Tiles & Tribulations
At sixty years old, living in Florida for the winter, it will surprise exactly no one to hear that I have surrendered to mahjong. I hardly had a choice in the matter: It’s a law down here. Crossing the bridge into Miami Beach, visitors are mandatorily gifted a pickleball visor, a stone crab and a mahjong set. I am just one of many eager participants ready to click-clack their way through an afternoon.
For the uninitiated, mahjong’s goal is to achieve a prescribed combination of tiles using your best decisive powers to determine which tiles to keep and which to discard. It is a game of tough choices and, more than anything else, it is a game of rules. Pairs are subject to one set of regulations, consecutive tiles another. Dealing is done with the solemnity and precision of a papal succession. I pity the novice who doesn’t deal in an Easterly direction using only one hand, and Lord have mercy on the gal who touches another player’s Joker without permission. [I learned the hard way.]
Such a regimented game might be a turn-off to some, but I couldn’t love it more. For those like me who struggle with the easiest decisions -- sparkling or flat, aisle or window, Pitt or Cooper -- I live for the environment where ritual rules the day, the stakes are low, and questions are not encouraged. Why only one hand when dealing? Shut up, Alice.
It’s mahjong’s way or the highway and if you think I’m kidding, I invite you to play with Lorraine from Cedarhurst, a leather handbag of a human being who will bite your hand to the bone if you try and call for a tile she’s already racked. Lorraine is my sun, my moon, and my star.
Unlike Lorraine, I am someone who doesn’t have the fortitude to ask people to remove their shoes off before coming into my home. Even when I feel my throat closing, I can’t bear tell a friend she’s wearing too much perfume. I suffer in silence when people double dip, and I breezily laugh off your lateness without ever revealing the terrible things I wished upon you while I waited.
But the ritual of mahjong allows me to unleash my most direct self. I am fueled by the stern construct of the game to say the things I could never say in the outside world: Move it along, Betsy. Too late, Lisa. Your hand is dead, Denise. While in real-life I am spinning about every life choice, and cower from every confrontation, mahjong is all tile, zero tribulation.
It is true story that I picked my wedding cake by randomly opening up to a page in the very thick catalog at Katherine’s Bakery because I could simply not make one more wedding-related decision. I picked the first cake on the page I opened to because that was easiest, even if it was a carrot cake swathed in orange satin ribbon. I just didn’t have the wherewithal to contemplate other ribbons or frostings or other cakes. That feeling of being overwhelmed by too many choices is ever-present these days. Give me prix fixe menus, work uniforms, thematic dress codes and assigned seats.

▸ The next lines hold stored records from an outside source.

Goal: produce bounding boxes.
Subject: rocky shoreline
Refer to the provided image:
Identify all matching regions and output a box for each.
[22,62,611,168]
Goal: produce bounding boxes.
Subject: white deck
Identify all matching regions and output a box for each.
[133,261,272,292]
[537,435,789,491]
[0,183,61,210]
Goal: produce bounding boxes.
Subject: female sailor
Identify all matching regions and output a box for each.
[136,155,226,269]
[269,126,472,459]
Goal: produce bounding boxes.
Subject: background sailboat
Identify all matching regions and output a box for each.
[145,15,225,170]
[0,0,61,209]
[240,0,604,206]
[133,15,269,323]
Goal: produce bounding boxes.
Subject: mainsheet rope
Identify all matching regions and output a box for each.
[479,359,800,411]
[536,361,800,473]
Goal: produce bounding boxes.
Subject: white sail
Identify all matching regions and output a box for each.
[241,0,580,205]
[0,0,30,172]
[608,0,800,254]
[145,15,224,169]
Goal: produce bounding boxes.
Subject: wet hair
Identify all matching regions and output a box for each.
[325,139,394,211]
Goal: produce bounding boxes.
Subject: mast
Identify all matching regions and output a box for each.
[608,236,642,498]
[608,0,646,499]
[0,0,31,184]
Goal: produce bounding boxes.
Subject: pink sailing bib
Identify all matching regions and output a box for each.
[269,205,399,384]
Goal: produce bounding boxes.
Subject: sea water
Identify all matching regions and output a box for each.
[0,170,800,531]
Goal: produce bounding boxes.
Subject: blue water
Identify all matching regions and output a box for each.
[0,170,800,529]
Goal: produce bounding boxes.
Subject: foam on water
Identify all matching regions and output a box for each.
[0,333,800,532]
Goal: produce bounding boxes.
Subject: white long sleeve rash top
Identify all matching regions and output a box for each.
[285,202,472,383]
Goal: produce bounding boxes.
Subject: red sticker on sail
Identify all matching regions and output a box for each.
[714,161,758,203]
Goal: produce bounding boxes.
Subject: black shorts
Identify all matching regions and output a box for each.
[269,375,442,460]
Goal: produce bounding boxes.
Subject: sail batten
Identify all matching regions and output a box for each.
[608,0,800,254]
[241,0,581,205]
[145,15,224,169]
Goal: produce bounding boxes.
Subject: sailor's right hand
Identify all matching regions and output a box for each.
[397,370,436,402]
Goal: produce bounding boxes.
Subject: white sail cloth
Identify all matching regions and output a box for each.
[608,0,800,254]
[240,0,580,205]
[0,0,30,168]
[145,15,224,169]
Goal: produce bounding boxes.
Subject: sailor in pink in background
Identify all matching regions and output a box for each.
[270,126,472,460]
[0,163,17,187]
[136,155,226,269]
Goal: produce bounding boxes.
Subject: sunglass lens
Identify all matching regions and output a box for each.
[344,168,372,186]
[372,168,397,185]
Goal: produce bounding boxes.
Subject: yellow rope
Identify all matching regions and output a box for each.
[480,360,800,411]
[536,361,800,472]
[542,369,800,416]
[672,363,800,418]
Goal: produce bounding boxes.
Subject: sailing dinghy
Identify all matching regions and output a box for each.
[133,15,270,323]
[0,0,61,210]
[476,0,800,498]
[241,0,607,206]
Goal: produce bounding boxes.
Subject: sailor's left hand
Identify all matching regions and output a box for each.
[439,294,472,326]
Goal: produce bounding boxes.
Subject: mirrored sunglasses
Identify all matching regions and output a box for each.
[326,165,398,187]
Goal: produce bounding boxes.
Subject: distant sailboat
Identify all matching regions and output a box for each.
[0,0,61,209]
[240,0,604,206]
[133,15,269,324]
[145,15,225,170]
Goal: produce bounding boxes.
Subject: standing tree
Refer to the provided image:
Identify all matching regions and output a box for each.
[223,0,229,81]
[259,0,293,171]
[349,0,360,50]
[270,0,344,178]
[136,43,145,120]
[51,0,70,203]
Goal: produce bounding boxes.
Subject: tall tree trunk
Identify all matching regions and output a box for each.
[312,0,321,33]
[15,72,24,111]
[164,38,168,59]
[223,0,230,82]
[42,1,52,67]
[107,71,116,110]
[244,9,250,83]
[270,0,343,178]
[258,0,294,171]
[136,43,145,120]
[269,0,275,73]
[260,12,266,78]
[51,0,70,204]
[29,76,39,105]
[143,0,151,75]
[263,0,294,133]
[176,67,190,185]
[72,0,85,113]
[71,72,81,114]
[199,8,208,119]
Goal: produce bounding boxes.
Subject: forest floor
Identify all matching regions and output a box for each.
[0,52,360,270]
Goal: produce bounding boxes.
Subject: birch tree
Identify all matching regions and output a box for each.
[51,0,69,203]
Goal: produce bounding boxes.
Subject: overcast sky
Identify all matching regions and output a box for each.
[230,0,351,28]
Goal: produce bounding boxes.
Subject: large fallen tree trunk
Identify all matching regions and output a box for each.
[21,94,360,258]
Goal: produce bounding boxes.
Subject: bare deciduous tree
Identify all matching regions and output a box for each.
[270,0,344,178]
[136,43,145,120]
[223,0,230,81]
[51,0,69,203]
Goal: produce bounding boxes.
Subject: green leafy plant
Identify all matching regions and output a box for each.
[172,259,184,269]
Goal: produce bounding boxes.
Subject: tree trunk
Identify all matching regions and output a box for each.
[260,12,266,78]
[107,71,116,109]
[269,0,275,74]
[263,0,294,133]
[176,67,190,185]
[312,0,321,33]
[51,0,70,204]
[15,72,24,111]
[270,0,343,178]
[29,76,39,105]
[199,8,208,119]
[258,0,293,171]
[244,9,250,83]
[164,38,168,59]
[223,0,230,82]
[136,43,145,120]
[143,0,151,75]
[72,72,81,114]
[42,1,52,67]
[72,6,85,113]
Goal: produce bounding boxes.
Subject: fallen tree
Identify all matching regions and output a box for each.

Or just give me mahjong. I love the game, not just for its respite from reality, and limited choices, but for the comraderie. It’s more than women vying for a win; it’s women vying for one another. [Except, Lorraine.] I’m delighted to spend time in a world where I can revel in the tiny thrill of choosing correctly, among choices that are pre-ordained, without ever the risk of being wrong or making anyone hurt or sad. Because that’s a win. Or, as we say at the table, Mahjong.